Original maturity is the time from a bond's issue date to its stated maturity date.
Original maturity is the length of time from a bond’s issue date to its stated maturity date. It describes the bond’s initial term when issued, not the remaining time an investor has today.
Original maturity is fixed at issuance. Remaining term to maturity declines as time passes.
For a bond issued on January 1, 2026 and scheduled to mature on January 1, 2036, the original maturity is 10 years.

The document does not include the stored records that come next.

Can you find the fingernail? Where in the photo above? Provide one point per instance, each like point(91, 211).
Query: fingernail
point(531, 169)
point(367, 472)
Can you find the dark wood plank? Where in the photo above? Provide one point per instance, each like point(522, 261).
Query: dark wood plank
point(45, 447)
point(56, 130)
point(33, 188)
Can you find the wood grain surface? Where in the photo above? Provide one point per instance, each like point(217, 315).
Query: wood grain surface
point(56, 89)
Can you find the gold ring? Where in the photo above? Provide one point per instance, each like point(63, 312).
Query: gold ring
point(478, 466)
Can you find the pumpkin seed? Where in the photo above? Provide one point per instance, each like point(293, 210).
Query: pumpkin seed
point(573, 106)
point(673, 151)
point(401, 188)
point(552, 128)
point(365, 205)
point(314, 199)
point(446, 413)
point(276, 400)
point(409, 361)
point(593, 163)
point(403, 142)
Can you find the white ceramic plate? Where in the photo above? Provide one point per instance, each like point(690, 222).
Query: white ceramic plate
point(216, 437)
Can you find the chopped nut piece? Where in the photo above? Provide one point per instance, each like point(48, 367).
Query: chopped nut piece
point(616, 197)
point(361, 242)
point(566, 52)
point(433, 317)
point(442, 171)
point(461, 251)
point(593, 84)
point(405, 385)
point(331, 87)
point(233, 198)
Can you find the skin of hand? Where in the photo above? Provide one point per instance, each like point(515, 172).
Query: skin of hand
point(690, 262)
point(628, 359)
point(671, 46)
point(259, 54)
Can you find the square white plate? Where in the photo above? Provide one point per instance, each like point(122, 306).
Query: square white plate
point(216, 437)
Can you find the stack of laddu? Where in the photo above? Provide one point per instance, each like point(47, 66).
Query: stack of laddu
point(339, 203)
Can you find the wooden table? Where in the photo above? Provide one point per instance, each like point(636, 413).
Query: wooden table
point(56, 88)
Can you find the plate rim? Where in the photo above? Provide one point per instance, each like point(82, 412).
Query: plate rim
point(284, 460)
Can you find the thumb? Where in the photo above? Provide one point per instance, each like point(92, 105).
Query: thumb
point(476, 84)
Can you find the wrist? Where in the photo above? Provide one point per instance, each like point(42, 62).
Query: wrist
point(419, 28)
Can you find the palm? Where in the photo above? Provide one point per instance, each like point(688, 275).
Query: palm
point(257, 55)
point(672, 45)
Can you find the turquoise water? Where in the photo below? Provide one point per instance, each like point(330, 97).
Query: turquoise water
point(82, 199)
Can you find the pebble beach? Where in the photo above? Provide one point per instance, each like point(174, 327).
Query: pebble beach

| Concept | Measures | Example |
|---|---|---|
| Original maturity | Issue date to stated maturity date | A 10-year note issued in 2026 and maturing in 2036 has a 10-year original maturity. |
| Remaining maturity | Today to stated maturity date | If today is 2031, that same note has about 5 years remaining. |
| Effective maturity | Practical repayment horizon after calls, puts, amortization, or prepayments | A callable bond may have a shorter effective horizon than its final maturity. |
Original maturity affects how markets classify a bond at issuance. For example, U.S. Treasury bills, notes, and bonds are partly distinguished by original maturity ranges. Corporate and municipal debt also use original maturity to describe financing horizon and debt-structure choices.
However, an investor buying in the secondary market usually cares more about remaining term, yield, duration, credit quality, liquidity, and call risk than the original maturity alone.
A company issued a 30-year bond in 2016 with a stated maturity in 2046. The original maturity is 30 years. If an investor buys the bond in 2036, the original maturity is still 30 years, but the remaining term to maturity is about 10 years. The investor’s rate risk should be assessed from the remaining cash flows, not from the original label alone.
Check the issue date, dated date if different, maturity date, first coupon date, settlement date, call schedule, amortization or sinking-fund terms, CUSIP-level description, final disclosure document, and whether the bond was purchased at issuance or in the secondary market.
TreasuryDirect marketable securities is useful for seeing how Treasury bills, notes, bonds, TIPS, and FRNs are grouped by maturity characteristics. Investor.gov’s bond overview provides beginner context on bond issue terms, maturity, and repayment risk.